Beslissing:      De beroepen worden verworpen. Clarke, Papathanasiou en Dickmanns dragen hun eigen kosten en worden verwezen in de helft van de kosten van het Bureau voor harmonisatie binnen de interne markt (merken, tekeningen en modellen). Het Bureau voor harmonisatie binnen de interne markt (merken, tekeningen en modellen) draagt de helft van zijn eigen kosten.

Samenvatting

1.      Beroepen van ambtenaren – Bezwarend besluit – Begrip – Besluit tot toepassing van een clausule tot opzegging van een overeenkomst van een tijdelijk functionaris op grond waarvan de handhaving van de arbeidsverhouding afhangt van de plaatsing van de functionaris op de reservelijst van een algemeen vergelijkend onderzoek – Daaronder begrepen

(Ambtenarenstatuut, art. 90, lid 2)

2.      Ambtenaren – Tijdelijk functionarissen – Opzegging van een overeenkomst voor bepaalde tijd – Overeenkomst die een opzeggingsclausule bevat in geval van niet-plaatsing op een reservelijst die is opgesteld na afloop van een algemeen vergelijkend onderzoek met een specialisatie op het gebied van de industriële eigendom – Aankondiging van vergelijkend onderzoek die voorziet in een specialisatie op het gebied van de intellectuele eigendom – Toepasselijkheid van de clausule

3.      Ambtenaren – Aanwerving – Aanstelling in rang en salaristrap – Tijdelijk functionaris die tot ambtenaar wordt benoemd – Inaanmerkingneming van de beroepservaring als voormalig tijdelijk functionaris – Geen inaanmerkingneming – Niet-inroepbare schending van het beginsel van gelijke behandeling

[Ambtenarenstatuut, art. 32 en bijlage XIII, art. 5, lid 4; Regeling andere personeelsleden, art. 8]

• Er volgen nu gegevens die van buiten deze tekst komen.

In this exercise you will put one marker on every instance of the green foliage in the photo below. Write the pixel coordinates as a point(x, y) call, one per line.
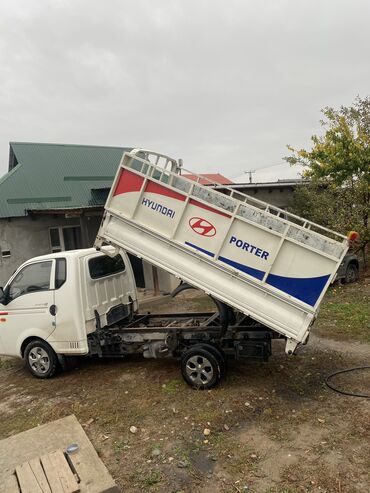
point(338, 166)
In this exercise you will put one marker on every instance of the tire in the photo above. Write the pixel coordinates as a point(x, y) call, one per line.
point(41, 359)
point(351, 274)
point(200, 368)
point(217, 353)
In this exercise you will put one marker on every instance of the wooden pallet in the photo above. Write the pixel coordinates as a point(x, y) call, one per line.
point(49, 473)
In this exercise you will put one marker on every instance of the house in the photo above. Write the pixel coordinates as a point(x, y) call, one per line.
point(52, 199)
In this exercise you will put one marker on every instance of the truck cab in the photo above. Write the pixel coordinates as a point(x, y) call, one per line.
point(59, 299)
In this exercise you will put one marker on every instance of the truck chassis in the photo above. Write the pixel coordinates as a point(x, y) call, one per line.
point(198, 339)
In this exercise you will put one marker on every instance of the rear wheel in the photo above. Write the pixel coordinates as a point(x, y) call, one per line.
point(41, 359)
point(351, 274)
point(218, 354)
point(200, 368)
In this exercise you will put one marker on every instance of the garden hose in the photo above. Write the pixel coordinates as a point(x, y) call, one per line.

4.      Ambtenaren – Tijdelijk functionarissen – Aanwerving – Overeenkomst voor bepaalde tijd met een opzeggingsclausule in geval de functionaris niet op de reservelijst van een algemeen vergelijkend onderzoek wordt geplaatst – Hernieuwde indienstneming van een tijdelijk functionaris na de nietigverklaring van het besluit tot toepassing van de opzeggingsclausule – Hernieuwde indienstneming van een functionaris in het kader van een nieuwe overeenkomst – Hernieuwde indienstneming die niet kan worden uitgelegd als de latere verlenging van een overeenkomst voor bepaalde tijd

[Regeling andere personeelsleden, art. 2, a) en b), en 8, eerste en tweede alinea; richtlijn 1999/70 van de Raad, bijlage, clausule 5, lid 1]

1.      De voorafgaande administratieve klacht en het beroep in rechte moeten volgens artikel 90, lid 2, van het Statuut beide zijn gericht tegen een bezwarend besluit dat bindende rechtsgevolgen teweegbrengt die de belangen van de verzoeker rechtstreeks en onmiddellijk kunnen raken, doordat zij zijn rechtspositie kenmerkend wijzigen.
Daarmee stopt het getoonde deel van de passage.